How al-Qaeda Became An American Ally In ‘The War On Terror’
Nearly 16 years since the 9/11 terrorist attacks, the United States is inexplicably finding itself in bed with al-Qaeda, its alleged sworn enemy. The group’s efforts to terrorize the population of Syria have been rewarded with U.S. arms, training and other military aid.
By Whitney Webb
3 July, 2017
WASHINGTON, D.C.– Despite ostensibly being the United States’ “Public Enemy No. 1” following the 9/11 attacks, the international terror group al-Qaeda has instead been a beneficiary of U.S. military aid in the post-9/11 world, particularly in Syria.
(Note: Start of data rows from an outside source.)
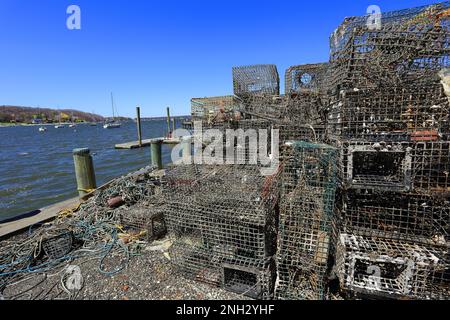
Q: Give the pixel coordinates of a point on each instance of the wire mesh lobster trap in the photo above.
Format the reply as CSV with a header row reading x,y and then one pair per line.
x,y
309,182
408,113
144,222
209,108
256,79
392,269
409,217
386,80
264,106
431,166
222,221
308,77
377,166
407,45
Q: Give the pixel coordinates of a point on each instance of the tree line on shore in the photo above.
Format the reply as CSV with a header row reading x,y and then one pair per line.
x,y
16,114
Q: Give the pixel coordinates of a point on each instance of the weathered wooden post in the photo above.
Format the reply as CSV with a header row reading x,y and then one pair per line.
x,y
156,151
138,123
168,123
84,171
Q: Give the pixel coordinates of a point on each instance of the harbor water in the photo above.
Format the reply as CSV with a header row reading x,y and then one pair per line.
x,y
36,168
With the Syrian conflict well into its sixth year, al-Qaeda’s active branch in that war, widely known as Jabhat al-Nusra or the al-Nusra Front, has continually received arms and military protection from the United States, an outcome that is clearly counterproductive to the U.S.’ global “War on Terror.”
Yet, while the arming and propping up of al-Qaeda in Syria may not serve the U.S.’ fundamental goal of eradicating terrorism, it certainly has helped the U.S. political establishment pursue a decades-old goal of regime change in regionally strategic Syria.
Gareth Porter, an award-winning independent investigative journalist, and historian told MintPress News that such tactics are part of the U.S. government’s long-standing “bureaucratic habit of mind that really privileges short-term advantages against state adversaries over the long term, fundamental interests of the American people.”
In this case, U.S. counter-terrorism efforts have been usurped by the government’s broader geopolitical interests in reshaping the Middle East. While Washington politicians and bureaucrats may be content with having helped extend Syria’s “civil war” to their benefit and the benefit of their allies, this reality has had the ugly consequence of the U.S. willfully sponsoring terrorists who torture civilians to death, regularly conduct mass executions, kidnap children and mutilate the bodies of their victims.